Les universités américaines, Black Mirror, Stephen Fry, Bored to Death, Bret Easton Ellis, Zemmour, Destexhe et la Gestapo au menu d’un Crash Test S02E02 répondant donc bien à son cahier de charges: web-phénomènes, sociologie de comptoir, pop-culture et carambolages. Avec en bonus des jeux de mots foireux à la Bruno Coppens.

Il y a cet épisode de la série anthologique anglaise Black Mirror où les gens peuvent en bloquer d’autres dans la vraie vie; comme sur Facebook rendre invisibles à leur petit monde quiconque les dérange.
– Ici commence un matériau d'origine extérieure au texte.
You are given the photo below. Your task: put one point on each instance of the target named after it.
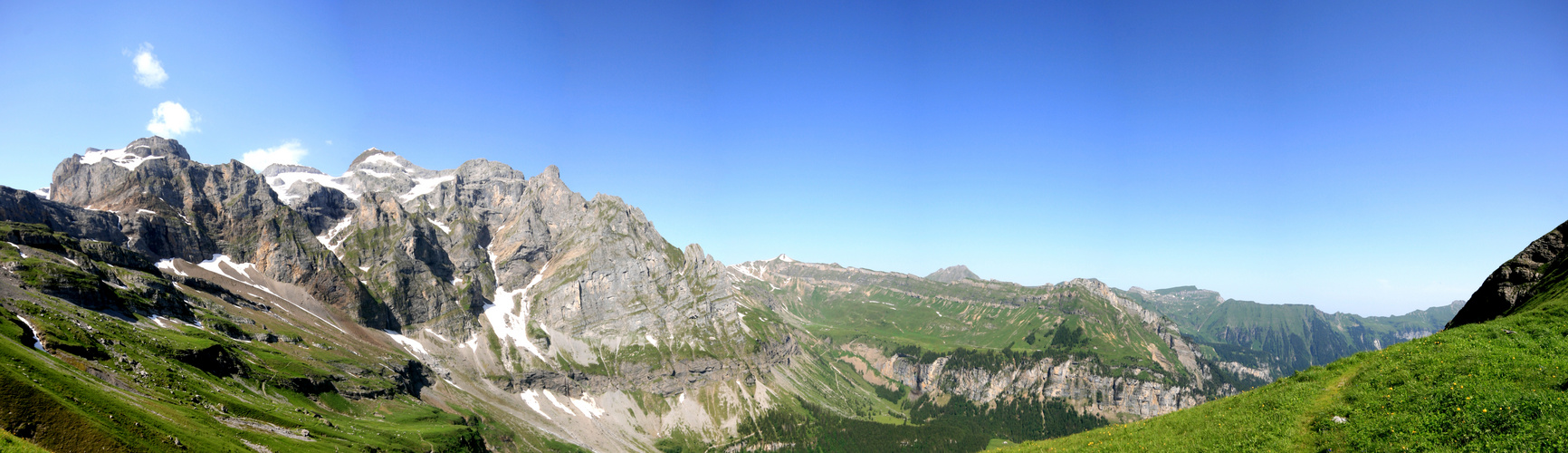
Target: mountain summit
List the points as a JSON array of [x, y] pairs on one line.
[[156, 303], [952, 275]]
C’est celui avec Jon Hamm, White Christmas et, très curieusement, ce qu’il dénonce est déjà en cours, bien évidemment sans la technologie étrange imaginée dans le moyen-métrage.

Cela fait en effet des années que sur certains campus américains mais aussi ailleurs, des étudiants militent pour le droit de ne pas être offensés, qu’y soient instaurés des espaces où être protégé de toute expression hostile et qu’ils soient aussi avertis des cours dont le contenu pourrait pour eux s’avérer perturbant. Ces initiatives ont été largement critiquées comme infantilisantes et potentiellement dangereuses pour la liberté d’expression, notamment par l’acteur britannique Stephen Fry. Un plus récent article du Courrier International nous apprend aussi que lors de cette rentrée 2016 à l’université de Chicago, le représentant des étudiants s’est adressé aux nouveaux inscrits en leur disant en gros d’aller se faire foutre avec leurs conneries de chochottes bigotes et nazies.

C’est moi qui résume. En fait, au nom de son « engagement pour la liberté académique », il a plutôt déclaré qu’il n’approuvait pas l’idée qu’un étudiant puisse faire en sorte, par différents moyens existants, de « ne pas se trouver confronté à des conceptions ou à des idées contraires aux siennes » ; rappelant que le rôle d’un établissement pédagogique « n’est pas de tenter de protéger les individus contre les idées et les opinions qu’ils trouvent importuns, désagréables ou même offensants ». Ça semble aller de soi mais pourtant il y a débat. Certains directeurs d’universités (qui sont aussi des business, rappelons-le) prennent en effet la défense de ces espaces sécurisés et de ces avertissements pour les cours au contenu sensible, car ils protégeraient certains étudiants étrangers ou issus de minorités ethniques, sexuelles et religieuses de discriminations et même de menaces physiques. L’exemple retenu par le Courrier International pour illustrer ce genre d’avis favorable laisse toutefois circonspect. Un certain Malloy Owen, ex-militant anti-IVG est-il précisé, imagine ainsi un séminaire en sciences sociales où la discussion porterait sur les violences policières et les préjugés raciaux. « Si la classe est composée de vingt étudiants et reflète la composition raciale de l’université, il y aura un ou deux Noirs parmi les participants, dit-il. Et si l’opinion de ces étudiants à l’égard des brutalités policières reflète les moyennes nationales, les étudiants noirs verront un lien entre les préjugés raciaux et ces brutalités alors que la majorité de leurs camarades de classe n’en verront aucun. D’expérience, je peux dire que des étudiants intelligents, doués, dogmatiques et arrogants comme ceux qui peuplent les salles de cours de Chicago ne sont pas toujours en phase avec ce que d’autres ressentent profondément. Prendre la parole dans ces conditions n’est pas si simple, ni dénué de risque. »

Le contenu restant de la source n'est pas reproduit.